As community groups, brokers and insurers prepare to recruit members for medical plans that go on sale in October under the health law, nobody has a bigger financial stake in their success than hospitals.
And few may work harder to sign consumers up for the Obamacare insurance marketplaces than hospitals themselves.
“This is a major project for the next year,” said Craig Cooper, spokesman for Genesis Health System of Iowa, which hopes to enroll thousands of patients and substantially cut its $60 million annual bill for people who can’t afford to pay for care. “It’s important to [the CEO] and it’s important to our organization.”
Hospitals are setting up phone hotlines and planning visits to churches, child-care centers and soup kitchens to sign people up for coverage. Like Genesis, some hospital systems received federal grants to train enrollment “navigators.”
Others are paying contractors to enroll consumers and identifying patients with high unpaid bills to make sure they’re covered for future care.
“Virtually everybody is asking for brochures and card tents that they can use in their various delivery sites — not just the hospital,” said Ellen Pryga, director of policy at the American Hospital Association. “Some of them are going to do a lot of community outreach. They’ll go to local community meetings. Some of them are likely to help out at health fairs.”

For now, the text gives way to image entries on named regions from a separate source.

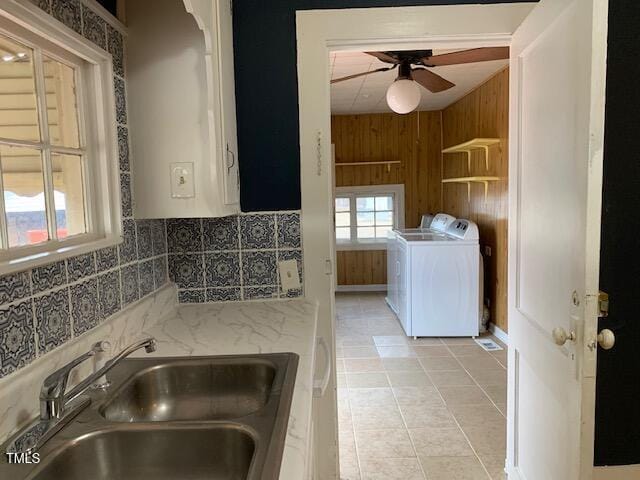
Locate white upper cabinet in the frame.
[126,0,240,218]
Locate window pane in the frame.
[336,197,351,212]
[356,197,375,212]
[376,225,391,238]
[0,35,40,141]
[376,195,393,210]
[358,227,376,239]
[336,212,351,227]
[336,227,351,240]
[376,212,393,225]
[357,212,375,227]
[0,145,49,247]
[43,56,79,148]
[51,153,87,238]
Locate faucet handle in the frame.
[40,342,108,420]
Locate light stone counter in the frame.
[0,287,317,480]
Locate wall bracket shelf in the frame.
[442,138,500,172]
[442,177,500,202]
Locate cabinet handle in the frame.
[227,144,236,175]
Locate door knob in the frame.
[551,327,576,346]
[598,328,616,350]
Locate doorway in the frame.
[297,0,606,479]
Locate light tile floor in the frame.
[336,293,507,480]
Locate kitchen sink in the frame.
[0,353,298,480]
[101,359,276,422]
[34,426,255,480]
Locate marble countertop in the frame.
[137,300,317,480]
[0,287,318,480]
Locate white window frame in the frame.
[333,184,404,250]
[0,0,122,275]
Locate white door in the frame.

The Affordable Care Act creates online marketplaces known as exchanges where those lacking medical coverage can buy subsidized insurance. Helping consumers buy health plans on the exchanges will differ substantially from the Medicaid enrollment hospitals and their contractors are used to.
Medicaid, the government program for the poor and disabled, allows enrollment and reimbursement for care even after it has been delivered. This will be true for people newly eligible for Medicaid, too, in the states that expand the program under the health law. But private plans sold through the exchanges won’t pay hospital bills unless patients are members upon admission.
“Hospitals are now starting to focus on outreach programs to individuals who are [frequently admitted] and try to get them signed up for insurance, so when they do present to the hospital, they are covered,” said Jeff Silverman, a vice president at Emdeon Inc., whose business includes helping hundreds of hospitals and academic medical centers manage revenue.
Vanguard Health Systems, a for-profit hospital chain based in Nashville, hired Emdeon’s Chamberlin Edmonds division to help enroll probable Vanguard patients in the exchanges.
“We have data in our own systems to know who has come into our emergency rooms and what zip codes they live in that might be exchange eligible,” Keith Pitts, Vanguard’s vice chairman, told financial analysts in June.